If you're wondering what to do, the answer may be a "buy-sell" agreement funded with life insurance. It can potentially save your business and give your heirs a secure income. If you don't do it, here's what could happen and has happened to many small-business owners:
- If you have a sole proprietorship, the business shuts down because there is no one else in the business capable of (or interested in) running it. Additionally, when your heirs try to sell it, there aren't any buyers because you're not there to run it.
- If it's a partnership, the business continues, but those running it will have to pay someone to replace you, maybe at a higher salary than you were paid because you were building equity. This puts a double strain on the business -- it is paying more to someone who knows less about your business and may require a long learning curve to get up to speed.
- A member of your family takes your place in your solely owned business but knows little or nothing about running it and it fails. Or, if you have a partner in a partnership or in a corporation with co-shareholders, replacing you with even a knowledgeable family member may cause tension for the remaining co-owners. A family replacement can be more of a liability than an asset.
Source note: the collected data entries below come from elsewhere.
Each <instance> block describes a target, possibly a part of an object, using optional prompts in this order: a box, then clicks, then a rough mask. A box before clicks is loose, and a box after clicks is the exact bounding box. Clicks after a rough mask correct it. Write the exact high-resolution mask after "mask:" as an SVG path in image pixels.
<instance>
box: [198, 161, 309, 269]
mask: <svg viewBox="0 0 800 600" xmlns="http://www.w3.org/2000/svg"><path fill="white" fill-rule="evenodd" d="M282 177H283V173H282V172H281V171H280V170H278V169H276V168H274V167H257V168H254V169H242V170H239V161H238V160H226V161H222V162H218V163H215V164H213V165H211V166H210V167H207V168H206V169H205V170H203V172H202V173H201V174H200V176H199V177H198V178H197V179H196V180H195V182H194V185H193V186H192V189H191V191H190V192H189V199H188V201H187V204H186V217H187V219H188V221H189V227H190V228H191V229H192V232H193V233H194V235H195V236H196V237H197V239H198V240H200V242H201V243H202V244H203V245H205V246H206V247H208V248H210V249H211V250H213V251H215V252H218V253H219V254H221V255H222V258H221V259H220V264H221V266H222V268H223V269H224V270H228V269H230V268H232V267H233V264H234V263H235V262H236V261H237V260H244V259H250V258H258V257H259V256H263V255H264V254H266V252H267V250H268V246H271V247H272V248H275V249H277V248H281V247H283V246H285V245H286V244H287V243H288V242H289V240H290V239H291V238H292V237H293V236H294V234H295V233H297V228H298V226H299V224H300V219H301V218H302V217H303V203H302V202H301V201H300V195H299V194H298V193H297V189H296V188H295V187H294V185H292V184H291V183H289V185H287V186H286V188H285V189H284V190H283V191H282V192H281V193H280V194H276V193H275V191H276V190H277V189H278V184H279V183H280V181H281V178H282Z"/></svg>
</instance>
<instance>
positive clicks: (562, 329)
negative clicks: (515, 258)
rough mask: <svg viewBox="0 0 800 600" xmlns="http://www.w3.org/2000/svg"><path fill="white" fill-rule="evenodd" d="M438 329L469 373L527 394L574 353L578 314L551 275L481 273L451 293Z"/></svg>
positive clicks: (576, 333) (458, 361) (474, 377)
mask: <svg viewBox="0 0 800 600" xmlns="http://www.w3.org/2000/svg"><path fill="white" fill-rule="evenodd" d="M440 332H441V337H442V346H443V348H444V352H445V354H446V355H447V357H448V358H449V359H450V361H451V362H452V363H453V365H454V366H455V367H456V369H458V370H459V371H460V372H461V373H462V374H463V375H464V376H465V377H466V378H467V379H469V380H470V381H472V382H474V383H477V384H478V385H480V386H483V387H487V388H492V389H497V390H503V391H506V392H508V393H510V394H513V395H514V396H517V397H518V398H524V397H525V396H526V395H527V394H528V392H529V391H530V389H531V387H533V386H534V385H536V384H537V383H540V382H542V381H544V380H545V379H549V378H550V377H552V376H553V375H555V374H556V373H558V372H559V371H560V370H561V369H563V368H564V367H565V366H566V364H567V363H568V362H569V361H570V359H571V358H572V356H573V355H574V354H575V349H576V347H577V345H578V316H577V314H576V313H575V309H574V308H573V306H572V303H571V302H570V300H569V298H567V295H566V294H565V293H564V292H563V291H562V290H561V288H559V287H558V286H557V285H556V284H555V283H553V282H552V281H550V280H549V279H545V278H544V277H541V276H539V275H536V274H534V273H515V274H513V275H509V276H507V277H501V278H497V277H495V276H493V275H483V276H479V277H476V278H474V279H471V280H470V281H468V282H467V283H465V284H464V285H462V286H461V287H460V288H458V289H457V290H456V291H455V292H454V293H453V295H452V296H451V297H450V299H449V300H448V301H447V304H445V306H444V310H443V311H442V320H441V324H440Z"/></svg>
- The IRS determines that the value of your business is twice what you could sell it for and your estate has to pay taxes on that value even though there is little or no cash.
- Your family tries to sell your share of the business to your co-owners, but they don't have the money to buy it outright, and paying for it over a period of time could put a strain on the business's cash flow.
The bottom line? The value of your business could be significantly diminished. Further, the money your heirs were counting on to support them -- to pay for their retirement and perhaps for college -- may not exist. It will be even more painful if you had been planning to keep your business running until one of your children was old enough to take over.
What You Can Do
The solution to all of these scenarios may be a binding buy-sell agreement that says if you die, someone else is obligated to buy your interest. That someone can be an actual person or people, such as current co-owners or even competitors. It could be the company itself.
With a buy-sell agreement in place, upon your death your estate can sell the business and receive the cash, the business won't go down the tubes, and you may have saved the livelihood of your partners or co-shareholders.
A key point to setting up the transaction correctly is to make the buy-sell agreement binding for all parties, so the buyers don't have the option of backing out after your death. Also, if done correctly, the IRS has to accept the value of the business interest that has been stated in the agreement. The costs involved in a buy-sell agreement include professional fees and insurance premiums (premiums will depend on your health rating and insurability). After all, the alternative could be that nothing will go to your family; not only would they lack the money they were counting on, they would wonder why you did not "take care of business" while you were alive. In the end, if all is done properly, the life insurance proceeds will go to your estate, your new buyers will receive your interest and the business will carry on without a cash drain for years to come.
Your heirs and business partners will thank you.